The coming evening is laden with cool, wet air. Main Street is quiet. A plastic bag blows down the sidewalk. "You got the blood DNA from the sweatshirt?" Chelsey pauses next to a maroon sedan with an old VOTE FOR PIKE election sticker on the back windshield.
"Yeah." The tech draws out the word. "A mixture of DNA was found, actually, male and female. Neither are a match for Gabrielle Barlowe."
"No?" Chelsey's mind spins. Not Gabby's blood. She'd been so sure. If not Gabby's, then whose? Another victim? Their abductor?
"Nope," Kinsley says. "But we got a hit on an inmate at Riverbank Correctional in Philadelphia. He's on year fifteen of a twenty-year sentence. His name is Timothy Salt."
"He's been in for fifteen years?" She's unable to conceal her distress. Her confusion. That the ground feels as if it's giving way beneath her. All these tiny earthquakes, and she cannot help but picture a pair of ghost hands holding Chelsey like a rag doll and shaking. If Timothy Salt has been incarcerated for fifteen years, he can't be responsible for Gabby's death, for Ellie's abduction.

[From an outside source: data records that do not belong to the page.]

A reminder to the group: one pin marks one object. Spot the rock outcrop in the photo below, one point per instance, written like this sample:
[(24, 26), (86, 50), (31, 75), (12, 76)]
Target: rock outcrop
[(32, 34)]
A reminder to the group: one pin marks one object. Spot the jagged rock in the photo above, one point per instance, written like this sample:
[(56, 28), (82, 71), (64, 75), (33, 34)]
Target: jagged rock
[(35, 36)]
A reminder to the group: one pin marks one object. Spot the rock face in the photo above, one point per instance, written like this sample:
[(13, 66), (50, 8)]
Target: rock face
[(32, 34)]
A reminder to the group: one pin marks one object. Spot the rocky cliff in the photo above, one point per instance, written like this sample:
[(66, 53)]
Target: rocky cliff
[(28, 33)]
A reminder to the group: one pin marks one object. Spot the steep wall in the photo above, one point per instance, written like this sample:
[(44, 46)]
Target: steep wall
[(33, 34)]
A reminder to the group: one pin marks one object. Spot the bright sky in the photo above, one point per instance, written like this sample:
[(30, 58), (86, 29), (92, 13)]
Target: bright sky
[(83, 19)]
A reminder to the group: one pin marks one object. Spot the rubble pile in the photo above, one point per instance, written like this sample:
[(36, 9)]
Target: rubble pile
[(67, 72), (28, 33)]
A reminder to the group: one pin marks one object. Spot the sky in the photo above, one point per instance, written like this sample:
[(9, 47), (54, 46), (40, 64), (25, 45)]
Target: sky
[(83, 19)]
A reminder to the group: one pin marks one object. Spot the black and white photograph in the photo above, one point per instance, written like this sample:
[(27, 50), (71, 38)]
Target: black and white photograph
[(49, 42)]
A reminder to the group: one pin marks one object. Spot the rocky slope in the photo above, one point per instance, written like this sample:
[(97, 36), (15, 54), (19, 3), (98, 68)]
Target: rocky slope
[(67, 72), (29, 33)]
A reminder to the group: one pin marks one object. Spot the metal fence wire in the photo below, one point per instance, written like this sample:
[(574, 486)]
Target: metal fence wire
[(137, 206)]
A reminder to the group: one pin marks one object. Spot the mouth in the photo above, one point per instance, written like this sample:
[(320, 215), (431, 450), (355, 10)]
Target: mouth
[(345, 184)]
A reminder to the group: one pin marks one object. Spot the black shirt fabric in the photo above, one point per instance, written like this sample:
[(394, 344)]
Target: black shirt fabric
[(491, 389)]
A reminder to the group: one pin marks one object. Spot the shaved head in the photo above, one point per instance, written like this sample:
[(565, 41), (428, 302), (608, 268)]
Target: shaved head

"Yep, but it's only a partial match," Kinsley adds.
Someone related to him, then. "Send me the full report," Chelsey says, and hangs up. Family, Chelsey concludes. She needs to look at Salt's family.
She closes her eyes for a beat, letting her body reset, allowing the coldness of the air to recharge her. In her mind, the investigation shifts, a new form taking shape, another tunnel to be dug, another cavern to be explored. Noah will have to wait.